それでも、そばにいた
朝の気配が、ほんの少しだけカーテンの隙間から漏れていた。
灰色の光が、ぼくの黒い毛の先を淡く照らす。
ご主人は、今日も布団の中で丸くなっていた。
息をするたびに、布団の山が小さく上下している。
その音が聞こえるたびに、ぼくは少しだけ安心して、少しだけ悲しくなった。
――今日こそ、顔を見たい。
そう思って、ぼくは布団の上をそっと歩いた。
小さな足音が、シーツに吸い込まれていく。
ご主人の顔の近くまで来て、勇気を出して、前足で頬をちょん、とつついた。
ぴくり。
まぶたが震えて、ゆっくりと開いた。
目が合った。
「……クロ」
掠れた声が、空気の中にほどけていく。
それはずっと聞けなかった音。
ぼくの胸の奥で、何かがじんわりとあたたかく広がった。
喉が勝手に鳴った。

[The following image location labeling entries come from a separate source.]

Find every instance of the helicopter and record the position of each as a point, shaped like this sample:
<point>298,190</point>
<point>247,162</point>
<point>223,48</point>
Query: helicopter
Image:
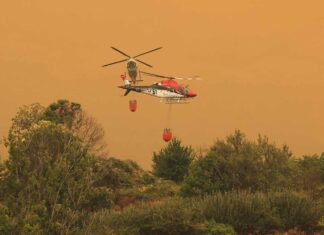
<point>168,89</point>
<point>132,68</point>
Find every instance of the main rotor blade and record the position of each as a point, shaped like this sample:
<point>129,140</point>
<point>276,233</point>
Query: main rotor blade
<point>169,77</point>
<point>144,63</point>
<point>147,52</point>
<point>115,62</point>
<point>156,75</point>
<point>120,52</point>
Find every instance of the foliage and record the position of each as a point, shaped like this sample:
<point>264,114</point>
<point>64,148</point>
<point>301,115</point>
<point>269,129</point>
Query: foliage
<point>246,212</point>
<point>173,161</point>
<point>72,116</point>
<point>47,185</point>
<point>239,164</point>
<point>210,227</point>
<point>310,174</point>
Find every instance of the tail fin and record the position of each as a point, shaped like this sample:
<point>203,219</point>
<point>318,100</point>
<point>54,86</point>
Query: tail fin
<point>126,82</point>
<point>126,93</point>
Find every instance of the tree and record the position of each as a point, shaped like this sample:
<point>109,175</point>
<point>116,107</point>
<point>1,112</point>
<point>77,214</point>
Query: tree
<point>239,164</point>
<point>172,162</point>
<point>48,185</point>
<point>72,116</point>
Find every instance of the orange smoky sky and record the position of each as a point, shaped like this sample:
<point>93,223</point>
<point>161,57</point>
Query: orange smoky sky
<point>262,64</point>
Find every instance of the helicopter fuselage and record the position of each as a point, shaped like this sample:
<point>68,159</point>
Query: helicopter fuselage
<point>132,69</point>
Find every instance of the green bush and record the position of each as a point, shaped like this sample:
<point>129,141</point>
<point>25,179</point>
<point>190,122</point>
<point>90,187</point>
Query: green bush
<point>210,227</point>
<point>215,214</point>
<point>297,210</point>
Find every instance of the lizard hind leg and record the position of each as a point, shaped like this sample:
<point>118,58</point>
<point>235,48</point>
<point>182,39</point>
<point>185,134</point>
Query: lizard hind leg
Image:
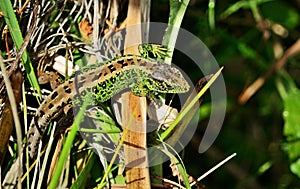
<point>142,89</point>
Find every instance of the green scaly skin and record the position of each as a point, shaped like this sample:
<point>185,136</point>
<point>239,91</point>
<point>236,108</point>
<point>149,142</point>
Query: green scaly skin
<point>143,76</point>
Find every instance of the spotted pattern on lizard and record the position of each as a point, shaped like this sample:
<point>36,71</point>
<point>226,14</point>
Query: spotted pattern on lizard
<point>143,76</point>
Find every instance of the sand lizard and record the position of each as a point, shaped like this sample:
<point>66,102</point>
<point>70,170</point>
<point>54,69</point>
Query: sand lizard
<point>143,76</point>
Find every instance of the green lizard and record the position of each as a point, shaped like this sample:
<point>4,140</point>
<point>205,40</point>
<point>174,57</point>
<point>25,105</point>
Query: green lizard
<point>143,76</point>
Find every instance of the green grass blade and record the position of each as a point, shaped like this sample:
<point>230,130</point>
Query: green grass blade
<point>177,10</point>
<point>67,146</point>
<point>15,32</point>
<point>167,133</point>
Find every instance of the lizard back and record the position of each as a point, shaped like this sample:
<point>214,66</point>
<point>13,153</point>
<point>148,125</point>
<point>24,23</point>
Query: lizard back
<point>142,75</point>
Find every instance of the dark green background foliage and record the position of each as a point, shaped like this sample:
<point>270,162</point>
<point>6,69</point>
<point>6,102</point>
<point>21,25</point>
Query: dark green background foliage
<point>265,142</point>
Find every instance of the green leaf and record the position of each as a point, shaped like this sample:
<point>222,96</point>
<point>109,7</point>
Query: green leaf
<point>15,32</point>
<point>295,168</point>
<point>291,116</point>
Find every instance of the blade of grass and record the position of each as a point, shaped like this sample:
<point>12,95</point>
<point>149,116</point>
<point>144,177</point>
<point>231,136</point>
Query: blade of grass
<point>15,32</point>
<point>67,146</point>
<point>166,133</point>
<point>177,10</point>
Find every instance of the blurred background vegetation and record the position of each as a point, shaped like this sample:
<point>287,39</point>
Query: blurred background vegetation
<point>248,38</point>
<point>255,40</point>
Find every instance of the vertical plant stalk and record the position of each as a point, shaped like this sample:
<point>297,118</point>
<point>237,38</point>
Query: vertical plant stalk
<point>136,160</point>
<point>15,32</point>
<point>16,118</point>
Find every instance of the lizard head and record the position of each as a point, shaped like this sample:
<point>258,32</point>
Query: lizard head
<point>168,79</point>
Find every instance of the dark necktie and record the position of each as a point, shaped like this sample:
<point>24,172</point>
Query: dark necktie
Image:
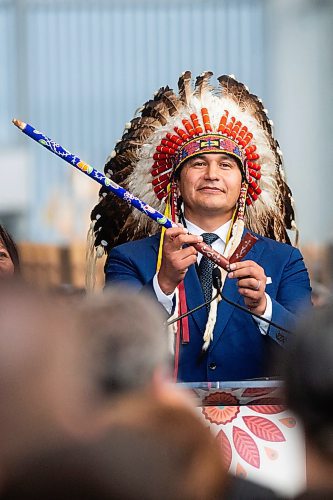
<point>206,268</point>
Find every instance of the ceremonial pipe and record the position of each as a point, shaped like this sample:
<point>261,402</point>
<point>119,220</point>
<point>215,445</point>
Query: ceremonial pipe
<point>119,191</point>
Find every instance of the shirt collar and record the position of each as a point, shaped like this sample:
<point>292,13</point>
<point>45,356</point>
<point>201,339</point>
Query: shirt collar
<point>221,231</point>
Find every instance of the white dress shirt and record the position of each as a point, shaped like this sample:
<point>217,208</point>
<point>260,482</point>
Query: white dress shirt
<point>219,246</point>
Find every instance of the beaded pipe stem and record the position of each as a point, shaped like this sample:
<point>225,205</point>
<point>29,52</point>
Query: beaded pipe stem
<point>119,191</point>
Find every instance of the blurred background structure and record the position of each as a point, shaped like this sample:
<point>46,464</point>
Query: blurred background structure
<point>78,69</point>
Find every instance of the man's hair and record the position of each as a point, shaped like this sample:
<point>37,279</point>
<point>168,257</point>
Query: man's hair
<point>150,450</point>
<point>127,340</point>
<point>10,246</point>
<point>308,374</point>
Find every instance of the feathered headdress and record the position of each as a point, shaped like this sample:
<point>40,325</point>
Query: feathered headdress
<point>172,128</point>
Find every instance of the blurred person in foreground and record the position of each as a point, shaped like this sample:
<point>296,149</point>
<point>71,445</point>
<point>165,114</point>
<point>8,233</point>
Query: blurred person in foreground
<point>308,375</point>
<point>206,158</point>
<point>130,365</point>
<point>44,388</point>
<point>9,258</point>
<point>152,450</point>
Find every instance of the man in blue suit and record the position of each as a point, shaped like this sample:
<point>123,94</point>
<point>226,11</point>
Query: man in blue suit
<point>225,180</point>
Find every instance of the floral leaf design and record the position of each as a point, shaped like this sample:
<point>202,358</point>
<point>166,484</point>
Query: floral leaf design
<point>264,428</point>
<point>225,447</point>
<point>288,422</point>
<point>246,447</point>
<point>267,406</point>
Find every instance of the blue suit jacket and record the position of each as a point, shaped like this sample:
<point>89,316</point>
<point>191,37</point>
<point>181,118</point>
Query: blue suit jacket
<point>239,351</point>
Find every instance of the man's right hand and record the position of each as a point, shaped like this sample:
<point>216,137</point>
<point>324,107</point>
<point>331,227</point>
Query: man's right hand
<point>176,259</point>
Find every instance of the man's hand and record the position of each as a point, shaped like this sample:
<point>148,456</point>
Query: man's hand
<point>251,284</point>
<point>176,259</point>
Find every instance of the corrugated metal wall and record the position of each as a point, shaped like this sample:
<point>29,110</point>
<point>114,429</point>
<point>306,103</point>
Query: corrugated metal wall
<point>78,69</point>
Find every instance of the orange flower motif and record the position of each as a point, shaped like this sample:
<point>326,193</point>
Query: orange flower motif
<point>227,410</point>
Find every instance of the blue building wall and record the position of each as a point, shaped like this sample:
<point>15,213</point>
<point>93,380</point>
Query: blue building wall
<point>77,70</point>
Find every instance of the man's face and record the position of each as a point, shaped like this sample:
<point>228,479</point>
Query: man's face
<point>210,185</point>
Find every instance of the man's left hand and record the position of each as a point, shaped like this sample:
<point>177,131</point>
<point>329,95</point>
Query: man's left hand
<point>251,282</point>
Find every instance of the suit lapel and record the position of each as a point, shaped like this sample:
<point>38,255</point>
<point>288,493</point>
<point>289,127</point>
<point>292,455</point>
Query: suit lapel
<point>195,297</point>
<point>230,290</point>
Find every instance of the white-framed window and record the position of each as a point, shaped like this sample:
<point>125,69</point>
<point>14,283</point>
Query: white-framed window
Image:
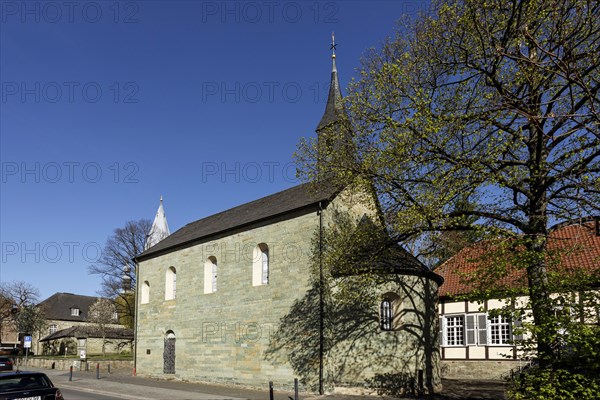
<point>386,316</point>
<point>500,330</point>
<point>145,292</point>
<point>455,330</point>
<point>170,283</point>
<point>210,275</point>
<point>390,309</point>
<point>260,265</point>
<point>475,329</point>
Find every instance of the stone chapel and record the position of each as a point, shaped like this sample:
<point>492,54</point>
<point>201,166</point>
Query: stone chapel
<point>232,298</point>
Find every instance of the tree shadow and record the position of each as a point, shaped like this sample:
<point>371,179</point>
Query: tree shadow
<point>356,351</point>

――嬉しくて、泣きそうだった。
それからの毎日、ぼくは“作戦”を立てた。
朝になったら、ご飯の袋を前足でガサガサ鳴らしてみる。
「ねぇ、一緒に食べようよ」って、そんな気持ちを込めながら。
ご主人が動かなくても、ぼくは何度でも鳴いた。
ある日は、カーテンのすきまを鼻で押し広げた。
光がすっと差し込んで、部屋の埃が金色にきらめく。
その光の筋の中で、ぼくは尻尾を立てて歩いた。
まるで、「ほら、ここに朝があるよ」と教えるみたいに。
少しずつ、ご主人の世界に色が戻っていった。
そして、ある朝。
布団の端がゆっくりと動いて、ご主人が顔を上げた。
「……おはよう、クロ。」
その言葉を聞いた瞬間、ぼくはたまらなく嬉しくて、
尻尾をぶんぶんと振って、布団の上を転げ回った。
ご主人の口元に、かすかな笑みが浮かぶ。
――ああ、やっと笑ってくれた。
ぼくは、ただそれだけで幸せだった。